Ada Lovelace Day, which is held each year on the second Tuesday of October, is a celebration of inspirational women in the field of science, technology, engineering and mathematics who have become role models in their own particular field.
One such person is Alissa Knight, a hacker who has moved from the dark side into the light, became a serial entrepreneur, author and content creator, all before hitting 40. After being born Eric Heinz, Alissa also transitioned in 2008 and, as such, has a unique perspective on the male-dominated cybersecurity sector in which she continues to make her living.
As to how Alissa got into the hacking world in the first place though, that happened at the tender age of 13. In time-honored fashion, after purchasing her first computer – a 486 SX/25 – Alissa became a member of the dial-up Bulletin Board System community of computer enthusiasts. From there, she migrated to using the Internet Relay Chat instant messaging system, which was where she met her first hackers. She explains the fascination:
At the time, there were no degrees in cybersecurity and YouTube didn’t exist, nor did SANS [Institute for cybersecurity training]. The idea of cybersecurity training wasn’t even a sparkle in people’s eyes. If you wanted to learn how to hack, you downloaded and played with exploits and tried to understand what they did. Hacking wasn’t as easy as it is now, where exploitation platforms have been turned into graphical user interfaces with point and click. Back then, you needed to know how to actually compile a .C source code file to make an exploit work.
Becoming a hacker – and more
So the impetus behind her becoming a hacker was that she had a curious mind, which meant in her case taking on the challenge of learning how applications worked before figuring out ways to “break them”. Alissa explains:
The psychological profile of a hacker, in my view, is someone that simply believes there’s a way through and around something. Someone who believes that anything made by humans can be broken by humans due to our inability to write perfect code clean of vulnerabilities. In a nutshell, a hacker, in my view, is simply a breaker.
What made swap her black hat for a white one though was getting caught by law enforcement, aged 17, after hacking into a US government network. When the charges were dropped due to technical irregularities relating to her arrest, Alissa saw it as a second chance, enabling her to take her life in a new direction - not least as she had grown to hate “living in constant paranoia every time there was a knock at my door”.
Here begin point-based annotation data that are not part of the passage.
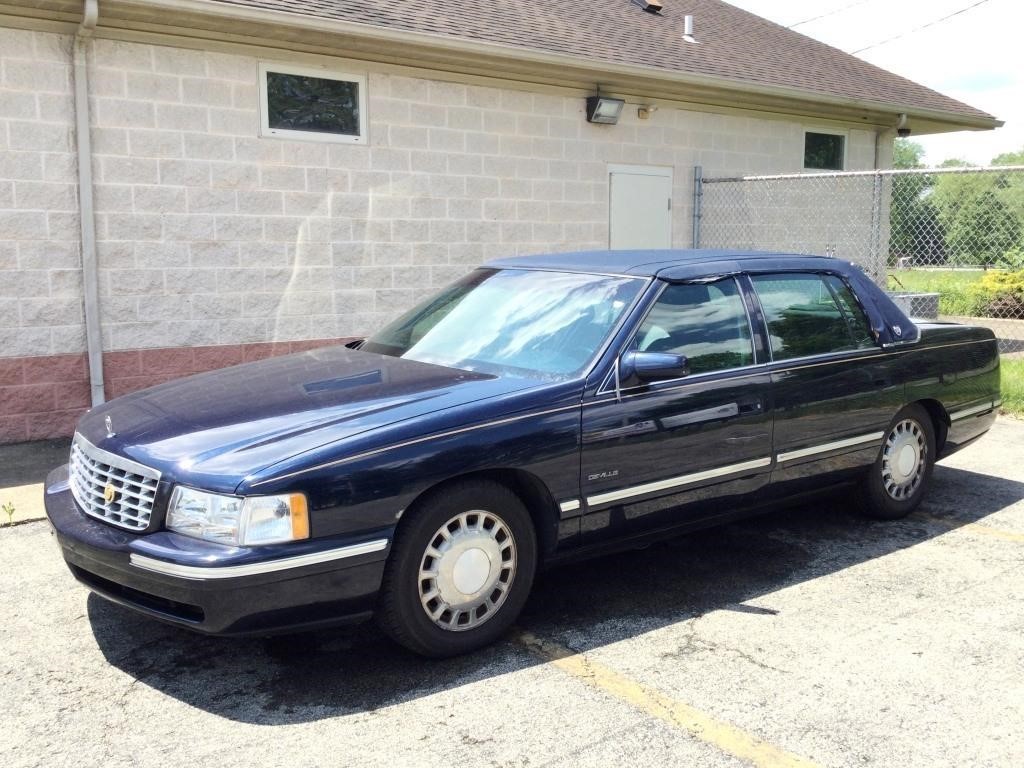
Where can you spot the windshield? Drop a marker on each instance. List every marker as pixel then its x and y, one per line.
pixel 512 322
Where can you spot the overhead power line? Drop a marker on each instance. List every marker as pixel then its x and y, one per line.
pixel 829 13
pixel 919 29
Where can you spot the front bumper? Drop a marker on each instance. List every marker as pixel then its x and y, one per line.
pixel 217 589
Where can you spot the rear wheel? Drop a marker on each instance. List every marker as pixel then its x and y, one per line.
pixel 460 570
pixel 897 481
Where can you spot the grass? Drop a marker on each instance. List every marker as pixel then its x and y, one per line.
pixel 951 285
pixel 1013 386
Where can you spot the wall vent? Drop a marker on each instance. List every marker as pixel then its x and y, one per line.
pixel 651 6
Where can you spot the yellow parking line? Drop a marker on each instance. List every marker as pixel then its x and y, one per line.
pixel 974 527
pixel 722 735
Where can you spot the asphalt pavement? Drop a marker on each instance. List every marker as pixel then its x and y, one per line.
pixel 804 637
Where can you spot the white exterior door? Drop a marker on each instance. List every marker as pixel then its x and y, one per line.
pixel 640 207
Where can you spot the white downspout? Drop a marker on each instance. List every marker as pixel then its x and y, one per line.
pixel 90 289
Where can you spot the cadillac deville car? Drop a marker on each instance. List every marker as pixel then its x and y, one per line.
pixel 540 409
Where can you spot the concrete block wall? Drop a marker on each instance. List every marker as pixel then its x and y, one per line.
pixel 210 236
pixel 40 275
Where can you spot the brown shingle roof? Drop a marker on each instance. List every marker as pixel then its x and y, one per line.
pixel 734 44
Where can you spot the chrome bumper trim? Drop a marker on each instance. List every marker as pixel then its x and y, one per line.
pixel 202 572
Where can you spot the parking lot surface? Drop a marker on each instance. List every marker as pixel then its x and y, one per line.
pixel 803 637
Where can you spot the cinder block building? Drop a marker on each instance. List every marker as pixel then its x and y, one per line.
pixel 186 184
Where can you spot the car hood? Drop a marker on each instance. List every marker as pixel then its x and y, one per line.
pixel 216 428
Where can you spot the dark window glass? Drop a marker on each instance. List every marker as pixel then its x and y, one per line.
pixel 300 102
pixel 823 152
pixel 860 329
pixel 802 315
pixel 707 323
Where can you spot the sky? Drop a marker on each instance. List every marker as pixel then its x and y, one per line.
pixel 975 56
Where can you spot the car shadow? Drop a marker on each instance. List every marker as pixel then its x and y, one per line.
pixel 303 678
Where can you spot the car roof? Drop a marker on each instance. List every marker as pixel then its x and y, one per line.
pixel 666 263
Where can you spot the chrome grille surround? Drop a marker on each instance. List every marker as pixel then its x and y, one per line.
pixel 93 471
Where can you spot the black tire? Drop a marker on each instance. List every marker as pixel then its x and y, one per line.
pixel 891 491
pixel 505 552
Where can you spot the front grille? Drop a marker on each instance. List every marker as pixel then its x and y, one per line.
pixel 112 487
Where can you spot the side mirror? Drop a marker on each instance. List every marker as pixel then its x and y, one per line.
pixel 654 366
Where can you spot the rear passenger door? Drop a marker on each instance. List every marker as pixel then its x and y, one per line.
pixel 698 441
pixel 834 388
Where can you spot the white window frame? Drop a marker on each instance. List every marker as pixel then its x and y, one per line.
pixel 264 113
pixel 828 132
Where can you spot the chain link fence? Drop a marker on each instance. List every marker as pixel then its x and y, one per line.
pixel 947 243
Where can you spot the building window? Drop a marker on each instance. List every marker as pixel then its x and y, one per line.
pixel 824 152
pixel 312 104
pixel 805 318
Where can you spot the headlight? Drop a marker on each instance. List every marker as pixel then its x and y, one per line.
pixel 239 520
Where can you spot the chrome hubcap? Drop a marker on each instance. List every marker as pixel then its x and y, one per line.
pixel 903 459
pixel 467 569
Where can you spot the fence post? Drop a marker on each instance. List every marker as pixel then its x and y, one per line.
pixel 697 200
pixel 876 245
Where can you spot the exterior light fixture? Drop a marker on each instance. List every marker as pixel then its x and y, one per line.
pixel 604 110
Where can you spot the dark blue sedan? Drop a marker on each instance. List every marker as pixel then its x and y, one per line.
pixel 540 409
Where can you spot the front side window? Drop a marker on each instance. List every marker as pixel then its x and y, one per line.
pixel 312 104
pixel 824 152
pixel 804 316
pixel 707 323
pixel 512 323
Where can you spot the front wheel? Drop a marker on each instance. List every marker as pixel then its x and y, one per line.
pixel 898 479
pixel 460 570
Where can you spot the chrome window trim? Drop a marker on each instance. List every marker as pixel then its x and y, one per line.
pixel 747 372
pixel 204 572
pixel 651 487
pixel 826 446
pixel 416 441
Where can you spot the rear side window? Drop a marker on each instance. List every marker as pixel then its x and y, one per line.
pixel 706 323
pixel 805 315
pixel 854 313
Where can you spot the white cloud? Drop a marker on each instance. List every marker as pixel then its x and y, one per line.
pixel 974 56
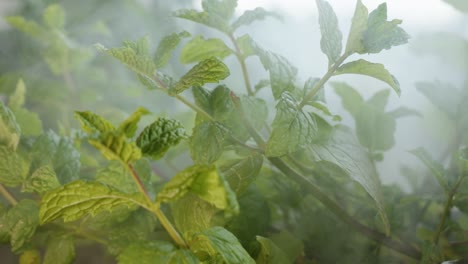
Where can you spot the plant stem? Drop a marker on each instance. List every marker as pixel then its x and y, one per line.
pixel 7 195
pixel 155 208
pixel 241 59
pixel 323 80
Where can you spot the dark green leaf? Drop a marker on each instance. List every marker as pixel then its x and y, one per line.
pixel 156 252
pixel 130 125
pixel 166 46
pixel 250 16
pixel 434 166
pixel 358 27
pixel 156 139
pixel 13 168
pixel 91 123
pixel 382 34
pixel 41 181
pixel 343 150
pixel 74 200
pixel 60 250
pixel 270 253
pixel 208 71
pixel 199 49
pixel 375 70
pixel 22 221
pixel 331 42
pixel 221 245
pixel 241 172
pixel 293 129
pixel 10 132
pixel 206 142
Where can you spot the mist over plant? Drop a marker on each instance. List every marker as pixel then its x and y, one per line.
pixel 215 131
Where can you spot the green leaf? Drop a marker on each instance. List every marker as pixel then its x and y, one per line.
pixel 351 99
pixel 165 48
pixel 435 167
pixel 156 139
pixel 17 99
pixel 22 221
pixel 204 18
pixel 343 150
pixel 221 245
pixel 54 17
pixel 114 146
pixel 282 73
pixel 221 8
pixel 208 71
pixel 74 200
pixel 13 168
pixel 10 132
pixel 270 253
pixel 382 34
pixel 49 148
pixel 358 27
pixel 156 252
pixel 375 70
pixel 199 49
pixel 41 181
pixel 293 129
pixel 331 42
pixel 134 55
pixel 207 142
pixel 250 16
pixel 241 172
pixel 91 123
pixel 204 181
pixel 130 125
pixel 60 250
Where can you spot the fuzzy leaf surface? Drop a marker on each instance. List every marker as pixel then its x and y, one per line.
pixel 74 200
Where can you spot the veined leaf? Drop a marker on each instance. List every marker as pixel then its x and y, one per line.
pixel 241 172
pixel 221 245
pixel 199 49
pixel 206 142
pixel 10 132
pixel 91 123
pixel 156 252
pixel 21 221
pixel 165 48
pixel 54 17
pixel 358 27
pixel 382 34
pixel 204 18
pixel 60 250
pixel 41 181
pixel 13 168
pixel 79 198
pixel 270 253
pixel 375 70
pixel 250 16
pixel 434 166
pixel 208 71
pixel 204 181
pixel 114 146
pixel 293 129
pixel 156 139
pixel 331 42
pixel 343 150
pixel 130 125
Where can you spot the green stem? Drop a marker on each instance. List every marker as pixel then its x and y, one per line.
pixel 7 195
pixel 323 80
pixel 155 208
pixel 241 59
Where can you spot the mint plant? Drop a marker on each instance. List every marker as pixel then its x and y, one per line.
pixel 254 189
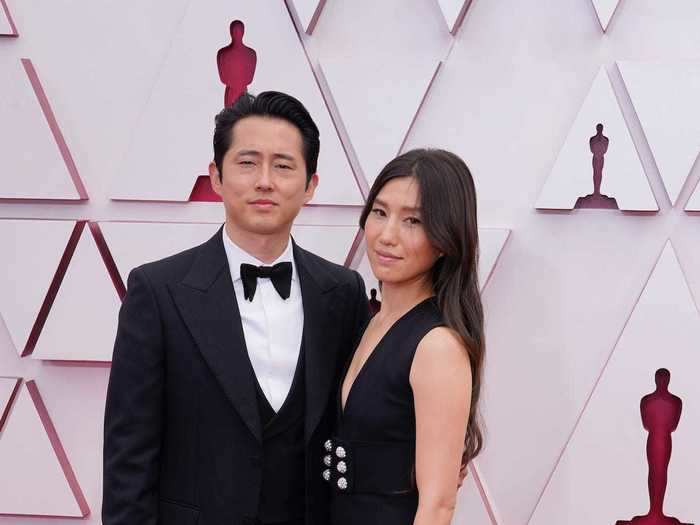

And take her life in a new direction she did. Since those heady days, Alissa has worked in cyber-warfare for the US intelligence community, “defending networks against people like myself”. She has set up and sold two cybersecurity start-ups to private companies and is in the process of exiting a third.
Chair of managed security service provider, Brier & Thorn, Alissa is also involved in a host of advisory roles and has started her own venture capital fund. She is a member of the HackerOne ethical hacker community, runs a content creation and influencer marketing agency called Knight Ink, and has written a book, published by Wiley, entitled ‘Hacking Connected Cars: Tactics, Techniques, and Procedures’. She is currently writing the screenplay for a TV series based on her life – and so the list goes on.
A woman in a man’s world
But as a trans woman, Alissa has also had the unique experience of working in the notoriously male-dominated cybersecurity industry as both male presenting and as a woman. Having done so, she has gained a much deeper understanding of the discrimination women face every day, including in salary terms. As Alissa explains:
I realize now, as a woman who has faced [the wage disparity] challenge in my career, no man can truly understand the impact it has on women and their families until they’ve been on the receiving end of it. Of course, they can think it’s wrong and support change, but they can’t truly understand its impact unless they’ve gone through it.
The situation “really became real” for her, however, when, post-transition, she attempted to negotiate the salary suggested in an offer letter:
I was given much higher offers for doing the same job as a man and was met with flippant reactions and shock simply for countering an offer. As a man, a counteroffer seemed to be received by hiring managers as expected, whereas after I transitioned, it was almost unexpected and, at times, met with disbelief that I wouldn’t just take what they were offering me. I have run into instances where a decision-maker for a client made sexual advancements towards me, thinking I’d trade sexual favors for a purchase order. This was something that never happened to me as a man.
Lessons to be learned
As a result, Alissa believes it is imperative for employers to become aware of their unconscious biases in relation to hiring both women and trans employees. In fact, she advises making:
A conscious effort to try and hire a team made up of marginalised people, trying to perhaps have a 50/50 split between women/non-binary and men. Try your best to perform internal outreach to female employees in your company who might be interested in cybersecurity and train them for hiring within. A conscious effort needs to be made to hire more women into both these roles and the executive leadership team. Conferences should also make an effort to have an even split of men and women in their speaker line-ups.
After 21 years in the cybersecurity industry, however, one of the biggest lessons she has learned is not to wait on others to “spoon-feed” you in terms of either skills or knowhow but to grasp the nettle yourself. Another is the value of knowing your worth and refusing to take less. As Alissa concludes:
Don’t let anyone make you feel like you deserve less because you’re a woman. You deserve to be there just as much as your male colleagues. Most importantly, you have the capability to go further and faster than anyone else if you remind yourself you can do anything you want. You just have to put the work in to get there. Be the first one in and last one to leave.
One last lesson:
I’ve learned that I’ll never be done learning, and the greatest regret I’ll ever have is having not tried.